Your H-score

Interesting conversation at lunch today: topic was academic performance metrics and of course the dreaded citation index came up, with all its variants, flaws and systematics.

However, my attention was drawn to a citation metric which, on brief analysis, and testing, seems to be annoyingly reliable and robust. The H-score.

The H-score, takes all your papers, ranked by citation count; then you take the largest "k" such that the kth ranked paper has at least k citations.

So, you start off with a H-score of zero.

If your 5th highest cited paper has 5 citations but your 6th highest cited paper has 4 citations then your H=5.
If your 10th highest cited paper has 11 citations, but your 11th highest cited paper has 9 citations, then your H=10.
And so on. High H is better.

As you publish, your H-score should grow, but it becomes harder to get a higher H-score; in particular having one highly cited paper doesn't help much, you need many papers cited a lot to get a good H-score. Publishing a lot of poorly cited papers doesn't help either.

Crudely, the total number of citations increases as H2, with the normalization depending on the size of your sub-field (to get a lot of citation there must be a lot of papers published in your field!).

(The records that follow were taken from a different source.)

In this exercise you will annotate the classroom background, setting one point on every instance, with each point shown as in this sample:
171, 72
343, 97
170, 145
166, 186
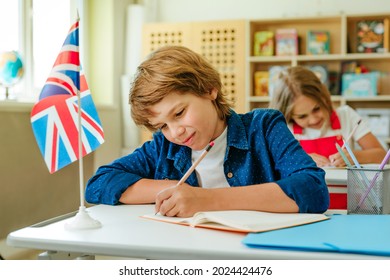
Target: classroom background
115, 44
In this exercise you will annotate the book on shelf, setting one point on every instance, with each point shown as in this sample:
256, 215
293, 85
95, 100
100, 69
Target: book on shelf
263, 43
318, 42
261, 83
373, 36
286, 42
334, 82
321, 72
274, 72
241, 220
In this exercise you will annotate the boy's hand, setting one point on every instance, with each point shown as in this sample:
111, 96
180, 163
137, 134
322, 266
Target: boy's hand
180, 201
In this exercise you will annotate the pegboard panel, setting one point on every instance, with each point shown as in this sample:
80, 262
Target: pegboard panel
156, 35
223, 44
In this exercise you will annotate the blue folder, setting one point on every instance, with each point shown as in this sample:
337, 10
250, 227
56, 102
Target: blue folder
359, 234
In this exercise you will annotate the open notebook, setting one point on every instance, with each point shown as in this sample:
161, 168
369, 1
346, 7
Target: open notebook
241, 220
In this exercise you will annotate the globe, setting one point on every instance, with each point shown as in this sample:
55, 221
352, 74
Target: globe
11, 69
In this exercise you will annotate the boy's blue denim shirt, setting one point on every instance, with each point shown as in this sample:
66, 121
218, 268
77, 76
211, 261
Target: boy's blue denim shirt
260, 149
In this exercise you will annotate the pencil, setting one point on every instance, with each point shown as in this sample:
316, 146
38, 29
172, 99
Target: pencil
352, 133
372, 183
195, 164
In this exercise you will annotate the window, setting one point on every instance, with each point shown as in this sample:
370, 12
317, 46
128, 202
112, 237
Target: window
36, 29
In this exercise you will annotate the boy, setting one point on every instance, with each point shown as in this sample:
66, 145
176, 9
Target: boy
255, 163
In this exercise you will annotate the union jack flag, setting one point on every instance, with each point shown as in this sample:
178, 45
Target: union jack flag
54, 117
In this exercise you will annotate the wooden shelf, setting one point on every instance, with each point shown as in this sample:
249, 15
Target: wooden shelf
341, 28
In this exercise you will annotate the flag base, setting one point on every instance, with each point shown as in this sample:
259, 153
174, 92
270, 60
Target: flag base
82, 220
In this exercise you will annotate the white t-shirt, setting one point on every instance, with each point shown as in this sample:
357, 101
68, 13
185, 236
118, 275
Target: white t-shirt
210, 171
348, 119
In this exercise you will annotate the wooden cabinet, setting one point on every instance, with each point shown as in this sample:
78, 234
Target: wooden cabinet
342, 30
229, 46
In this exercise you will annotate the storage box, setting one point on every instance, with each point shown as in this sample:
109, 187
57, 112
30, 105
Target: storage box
286, 42
368, 191
318, 42
274, 72
378, 119
360, 85
373, 36
261, 79
263, 43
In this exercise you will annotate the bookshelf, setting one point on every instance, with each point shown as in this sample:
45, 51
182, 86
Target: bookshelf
342, 45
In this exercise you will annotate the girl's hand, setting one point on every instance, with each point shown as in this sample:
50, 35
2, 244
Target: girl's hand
181, 201
321, 161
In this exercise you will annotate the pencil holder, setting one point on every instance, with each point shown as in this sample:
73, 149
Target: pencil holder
368, 191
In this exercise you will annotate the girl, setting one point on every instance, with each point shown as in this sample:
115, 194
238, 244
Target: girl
307, 107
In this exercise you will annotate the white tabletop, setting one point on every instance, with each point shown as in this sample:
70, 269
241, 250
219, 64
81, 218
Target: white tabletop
125, 234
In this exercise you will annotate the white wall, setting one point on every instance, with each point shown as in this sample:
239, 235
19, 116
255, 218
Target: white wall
190, 10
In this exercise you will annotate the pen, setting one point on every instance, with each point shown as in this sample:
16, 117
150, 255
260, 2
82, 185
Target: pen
372, 183
346, 160
195, 164
349, 165
363, 175
352, 133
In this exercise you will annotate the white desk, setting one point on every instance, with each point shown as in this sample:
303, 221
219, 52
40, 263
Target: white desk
125, 234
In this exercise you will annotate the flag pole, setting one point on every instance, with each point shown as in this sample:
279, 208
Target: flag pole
82, 220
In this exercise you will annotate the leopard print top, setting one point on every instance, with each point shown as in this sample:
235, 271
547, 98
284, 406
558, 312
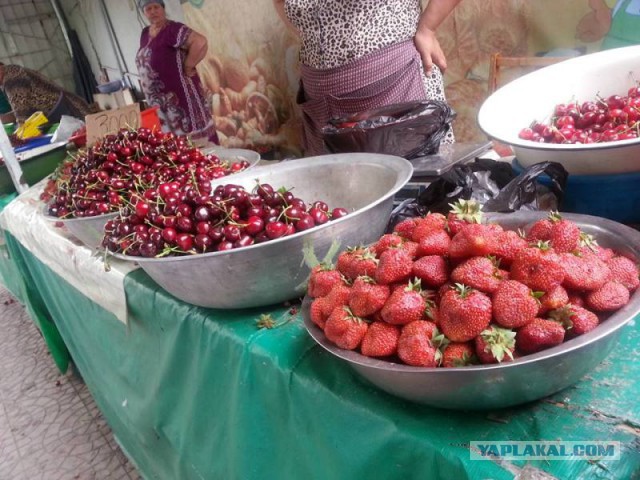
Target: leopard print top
29, 91
335, 32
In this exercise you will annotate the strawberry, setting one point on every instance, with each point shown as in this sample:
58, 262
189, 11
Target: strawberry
575, 320
395, 265
584, 273
381, 340
463, 212
624, 271
459, 355
415, 345
363, 264
436, 242
344, 329
405, 305
539, 335
514, 304
565, 235
432, 222
316, 312
366, 297
432, 270
537, 267
406, 227
507, 246
553, 299
495, 345
479, 273
473, 240
609, 297
464, 313
385, 242
322, 279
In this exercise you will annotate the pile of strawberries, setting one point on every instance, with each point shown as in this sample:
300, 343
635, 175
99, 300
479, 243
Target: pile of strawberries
451, 291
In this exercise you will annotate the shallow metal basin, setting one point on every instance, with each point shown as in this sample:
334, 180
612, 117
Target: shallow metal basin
277, 270
526, 379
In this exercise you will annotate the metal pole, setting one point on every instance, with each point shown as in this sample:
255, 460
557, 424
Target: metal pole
11, 161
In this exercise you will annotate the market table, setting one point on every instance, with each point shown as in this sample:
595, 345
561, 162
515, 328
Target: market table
194, 393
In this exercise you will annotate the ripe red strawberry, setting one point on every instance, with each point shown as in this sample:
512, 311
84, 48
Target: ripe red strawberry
405, 228
346, 258
538, 268
436, 242
385, 242
405, 305
316, 312
464, 313
381, 340
432, 270
433, 222
495, 345
363, 264
556, 298
473, 240
322, 279
462, 213
539, 335
564, 235
459, 355
338, 297
514, 304
609, 297
584, 273
507, 246
624, 271
575, 320
479, 273
395, 265
415, 345
367, 297
344, 329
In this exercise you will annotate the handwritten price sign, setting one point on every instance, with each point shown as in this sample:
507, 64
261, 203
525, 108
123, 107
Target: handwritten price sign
110, 121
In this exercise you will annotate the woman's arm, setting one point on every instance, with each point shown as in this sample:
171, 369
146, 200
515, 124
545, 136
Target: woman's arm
425, 38
196, 46
279, 4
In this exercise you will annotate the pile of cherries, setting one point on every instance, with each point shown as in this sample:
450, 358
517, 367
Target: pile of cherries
183, 218
105, 177
603, 120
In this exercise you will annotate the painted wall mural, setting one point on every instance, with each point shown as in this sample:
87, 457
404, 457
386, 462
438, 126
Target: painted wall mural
251, 71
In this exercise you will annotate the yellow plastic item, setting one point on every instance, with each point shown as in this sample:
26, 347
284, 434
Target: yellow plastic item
30, 127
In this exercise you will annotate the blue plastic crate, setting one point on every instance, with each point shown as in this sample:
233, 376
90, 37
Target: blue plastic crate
616, 197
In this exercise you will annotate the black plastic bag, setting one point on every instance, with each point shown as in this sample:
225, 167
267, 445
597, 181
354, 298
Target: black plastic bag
491, 183
409, 130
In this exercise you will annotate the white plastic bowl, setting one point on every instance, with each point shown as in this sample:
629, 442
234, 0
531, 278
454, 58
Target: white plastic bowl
534, 96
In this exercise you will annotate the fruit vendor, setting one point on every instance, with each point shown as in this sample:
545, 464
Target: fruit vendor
29, 91
167, 59
357, 55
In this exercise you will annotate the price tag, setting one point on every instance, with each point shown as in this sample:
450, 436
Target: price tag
110, 121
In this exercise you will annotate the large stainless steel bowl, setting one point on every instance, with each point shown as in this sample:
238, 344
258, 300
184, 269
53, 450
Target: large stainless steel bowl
526, 379
534, 96
277, 270
90, 230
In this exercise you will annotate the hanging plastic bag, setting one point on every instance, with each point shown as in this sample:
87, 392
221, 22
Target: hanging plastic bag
409, 130
491, 183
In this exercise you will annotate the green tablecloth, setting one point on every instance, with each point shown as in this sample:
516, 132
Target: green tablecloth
193, 393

I was told that a mid-career theorist in my field typically has an H-score of 20-30, and sure enough I do, as do those of my near contemporaries that I quickly sampled. In fact the sample of half dozen recently tenured faculty theorists had remarkably tightly clumped H-scores.

A small sample of senior hot-shot faculty (full professors, well past tenure, at top ranked research universities) showed H-scores typically up around 50-60, breaking 30 is a big deal, seems to "get the ball rolling" where you have so many well cited papers that everyone starts citing you, because everyone else is citing you.

The highest H-score I found, searching sparsely on people I knew had phenomenal publication records, so not a complete sample, was 88.
Haven't seen anyone in astro with H over 100, although I am sure someone in particle physics or some bio-subfield has done it.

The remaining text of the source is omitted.